After their contract ended, these immigrants were free to work for themselves or for someone else. Sometimes, a ship's captain would make the contract with a worker and then sell it to an employer in the colonies. Most indentured servants worked on farms or as house helpers, but some learned a trade from skilled workers.
American courts did not always make sure the terms of the contracts were followed. However, workers who ran away were usually found and sent back to their employers.
Between the 1630s and the American Revolution, about half to two-thirds of all European immigrants to the American Colonies came as indentured servants.
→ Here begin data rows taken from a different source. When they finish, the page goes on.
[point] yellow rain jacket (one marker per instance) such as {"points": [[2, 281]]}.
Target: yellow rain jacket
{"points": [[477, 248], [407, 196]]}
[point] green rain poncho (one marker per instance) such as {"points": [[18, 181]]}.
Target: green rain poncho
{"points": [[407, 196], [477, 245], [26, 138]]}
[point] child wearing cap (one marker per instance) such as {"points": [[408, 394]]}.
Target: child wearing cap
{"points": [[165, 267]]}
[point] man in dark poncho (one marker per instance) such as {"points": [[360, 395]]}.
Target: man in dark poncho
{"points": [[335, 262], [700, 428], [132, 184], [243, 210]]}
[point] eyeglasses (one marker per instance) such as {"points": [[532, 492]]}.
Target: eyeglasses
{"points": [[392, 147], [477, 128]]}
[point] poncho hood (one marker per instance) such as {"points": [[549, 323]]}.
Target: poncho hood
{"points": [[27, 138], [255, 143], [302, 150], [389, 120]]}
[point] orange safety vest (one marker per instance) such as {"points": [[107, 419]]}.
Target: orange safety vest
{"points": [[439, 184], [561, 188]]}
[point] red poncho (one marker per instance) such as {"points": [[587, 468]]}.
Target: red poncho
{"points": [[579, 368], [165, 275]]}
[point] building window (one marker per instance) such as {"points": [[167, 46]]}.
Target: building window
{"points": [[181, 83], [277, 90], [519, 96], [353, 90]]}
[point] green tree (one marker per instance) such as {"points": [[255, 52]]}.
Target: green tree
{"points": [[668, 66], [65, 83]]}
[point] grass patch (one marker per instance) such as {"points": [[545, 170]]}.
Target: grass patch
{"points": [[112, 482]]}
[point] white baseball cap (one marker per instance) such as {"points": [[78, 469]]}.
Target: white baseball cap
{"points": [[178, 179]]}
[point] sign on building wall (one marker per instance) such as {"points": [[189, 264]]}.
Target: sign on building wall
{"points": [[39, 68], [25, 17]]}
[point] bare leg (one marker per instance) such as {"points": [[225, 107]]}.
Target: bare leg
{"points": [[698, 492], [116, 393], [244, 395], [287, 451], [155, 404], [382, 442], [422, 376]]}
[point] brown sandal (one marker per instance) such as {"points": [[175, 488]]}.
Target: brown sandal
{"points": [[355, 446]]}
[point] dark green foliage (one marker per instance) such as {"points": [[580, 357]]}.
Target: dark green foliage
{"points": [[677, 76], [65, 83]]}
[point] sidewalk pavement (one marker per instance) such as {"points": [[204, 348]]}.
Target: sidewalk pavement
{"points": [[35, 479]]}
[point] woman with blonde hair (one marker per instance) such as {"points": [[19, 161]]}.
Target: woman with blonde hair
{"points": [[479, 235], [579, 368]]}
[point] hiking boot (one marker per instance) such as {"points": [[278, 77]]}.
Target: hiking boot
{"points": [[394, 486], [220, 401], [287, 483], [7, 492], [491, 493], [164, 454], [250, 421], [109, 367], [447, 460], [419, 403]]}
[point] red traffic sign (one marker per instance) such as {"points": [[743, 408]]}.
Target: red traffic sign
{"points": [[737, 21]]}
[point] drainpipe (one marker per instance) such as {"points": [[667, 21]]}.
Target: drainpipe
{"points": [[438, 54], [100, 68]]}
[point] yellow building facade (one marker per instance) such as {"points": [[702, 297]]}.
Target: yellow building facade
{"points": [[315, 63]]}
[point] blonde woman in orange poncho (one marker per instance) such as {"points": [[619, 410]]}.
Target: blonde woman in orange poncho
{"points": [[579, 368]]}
The British government also used indentured service as a punishment for prisoners of war after rebellions. For example, Oliver Cromwell sent thousands of prisoners into indentured service after battles in the 1600s. King James II did the same after a rebellion in 1685. This practice continued into the 1700s.
Indentured servants needed their master's permission to marry. They were often treated harshly and did not have many legal rights in court.
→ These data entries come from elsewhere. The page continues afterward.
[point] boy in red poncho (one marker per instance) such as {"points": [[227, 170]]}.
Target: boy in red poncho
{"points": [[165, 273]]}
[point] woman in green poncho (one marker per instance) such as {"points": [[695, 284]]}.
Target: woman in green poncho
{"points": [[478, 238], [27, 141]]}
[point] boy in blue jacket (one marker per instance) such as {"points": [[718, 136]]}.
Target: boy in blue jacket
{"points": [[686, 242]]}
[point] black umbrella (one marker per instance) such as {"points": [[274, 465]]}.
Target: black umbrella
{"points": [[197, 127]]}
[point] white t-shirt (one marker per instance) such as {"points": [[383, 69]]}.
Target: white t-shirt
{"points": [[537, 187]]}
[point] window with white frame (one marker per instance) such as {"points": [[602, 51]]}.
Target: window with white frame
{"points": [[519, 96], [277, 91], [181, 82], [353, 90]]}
Indentured servitude started to decline after Bacon's Rebellion. This was a revolt by servants against the government of Colonial Virginia. Many things caused this rebellion, including how servants were treated, the government's support for native tribes, and the unfairness between rich and poor people in the colonies. Before this rebellion, indentured servitude was the main way to get workers for early American colonists.
While things didn't change right away after Bacon's Rebellion, it made people distrust servant labor and fear future revolts. This fear eventually led to a greater reliance on enslaved Africans. This also helped create the idea of racial separation and brought white Americans together based on race, rather than their wealth or social class. This helped prevent future rebellions and changed how farming was done.
The American and British governments passed laws that helped end indentured servitude. The UK Parliament's Passenger Vessels Act 1803 made travel conditions on ships stricter and more expensive. This made it harder for landlords' tenants to seek a better life by becoming indentured servants. An American law passed in 1833 stopped people from being jailed for debt. This made it harder to punish runaway servants, which made buying indenture contracts riskier. Finally, the 13th Amendment, passed after the American Civil War, made indentured servitude illegal in the United States.
Contracts
The details of indentured labor contracts changed depending on where people were coming from and going to. Most contracts for overseas travel were made before the journey. People were expected to be able to understand and agree to these contracts on their own. Many preferred to have a contract before they sailed.
Most labor contracts lasted for five years, with a chance to extend for another five years. Many contracts also promised a free trip home after the work was done. However, there were usually no rules about how employers should treat workers once their work hours were finished. This often led to workers being treated badly.
Caribbean
In 1643, the European population in Barbados was 37,200, which was 86% of everyone living there. During the Wars of the Three Kingdoms, at least 10,000 Scottish and Irish prisoners of war were sent as indentured laborers to the colonies.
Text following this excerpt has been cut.